Let us take a look at some immunity-boosting poses that will help senior’s citizens shield their body better against the coronavirus.
- Matsyasana: Start with the lotus position, elevate your head and slowly raise your chest. Make sure your chest is relaxed. The shoulders should rest easy, and your arms should be wide open. Stay in this position for a couple of minutes. Also known as the destroyer of all diseases, this pose stretches the muscles between the ribs and the deep hip flexors. It stretches and stimulates the tissues and organs of the abdomen, and strengthens the muscles in the back.
- Suptavirasana: Fold a blanket and place it on top of a padded bolster. Sit between the heels with the bolster behind the tailbone. Lie with your back on the bolster and rest your head on the blanket. Turn your palms upward and stay in this position for ten breaths. It gives your abdominal organs a good stretch and improves digestion, which in turn boosts immunity.
- Prasaritapadottanasana: Sit up slowly and stand with your feet placed 4 feet apart. Interlace the fingers of your palms behind your back, and make sure your arms are straightened. Fold forward, lift your arms towards the ceiling and stay in this position for ten breaths. It stretches and strengthens the spine, back and inner legs, and tones the abdominal organs.

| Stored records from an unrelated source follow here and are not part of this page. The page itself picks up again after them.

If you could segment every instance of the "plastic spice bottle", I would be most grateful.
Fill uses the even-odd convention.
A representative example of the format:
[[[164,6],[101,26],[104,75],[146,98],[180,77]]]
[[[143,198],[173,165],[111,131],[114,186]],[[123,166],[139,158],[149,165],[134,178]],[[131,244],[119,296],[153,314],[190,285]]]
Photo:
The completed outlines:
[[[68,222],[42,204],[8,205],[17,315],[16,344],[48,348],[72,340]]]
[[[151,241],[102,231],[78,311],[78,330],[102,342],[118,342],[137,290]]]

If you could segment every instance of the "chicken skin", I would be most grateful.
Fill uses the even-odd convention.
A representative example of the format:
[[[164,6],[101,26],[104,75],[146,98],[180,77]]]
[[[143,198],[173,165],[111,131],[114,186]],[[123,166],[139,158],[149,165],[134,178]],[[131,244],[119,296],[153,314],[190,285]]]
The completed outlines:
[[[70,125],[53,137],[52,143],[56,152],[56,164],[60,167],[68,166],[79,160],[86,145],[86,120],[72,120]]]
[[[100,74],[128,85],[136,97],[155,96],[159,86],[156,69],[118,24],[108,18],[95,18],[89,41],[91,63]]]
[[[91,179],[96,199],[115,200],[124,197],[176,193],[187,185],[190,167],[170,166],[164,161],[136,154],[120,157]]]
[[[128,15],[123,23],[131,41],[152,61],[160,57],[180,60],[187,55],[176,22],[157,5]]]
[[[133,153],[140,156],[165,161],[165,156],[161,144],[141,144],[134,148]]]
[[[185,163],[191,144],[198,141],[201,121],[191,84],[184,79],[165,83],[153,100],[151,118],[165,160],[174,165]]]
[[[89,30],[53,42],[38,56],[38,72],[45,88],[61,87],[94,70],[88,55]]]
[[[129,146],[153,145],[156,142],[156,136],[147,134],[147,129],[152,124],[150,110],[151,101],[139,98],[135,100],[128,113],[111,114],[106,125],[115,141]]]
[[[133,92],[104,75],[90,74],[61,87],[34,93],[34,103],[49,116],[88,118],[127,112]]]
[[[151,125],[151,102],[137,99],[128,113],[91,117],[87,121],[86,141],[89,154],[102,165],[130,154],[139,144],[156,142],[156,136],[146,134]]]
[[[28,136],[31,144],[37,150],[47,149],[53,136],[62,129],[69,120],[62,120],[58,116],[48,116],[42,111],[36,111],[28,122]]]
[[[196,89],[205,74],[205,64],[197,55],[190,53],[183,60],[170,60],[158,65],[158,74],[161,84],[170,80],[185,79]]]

- Urdhvahastasana: Come to a standing position. Make sure your feet are placed hip-width apart. Interlace the fingers of your arms and extend both arms upwards. Lift your heels, and make sure you are balanced on the balls of your feet. Stay in this position for five breaths, and lower your arms and heels. It stretches the belly, improves digestion, and helps relieve anxiety and stress, which can hamper the functioning of the immune system.
- Uttanasana: Stand with your feet placed hip-width apart. Fold forward from the hips, and place both hands on the ground. Extend through the sitting bones and down to the crown. It activates the abdominal muscles, relieves tension in the neck and spine, calms the mind, and soothes the nerves.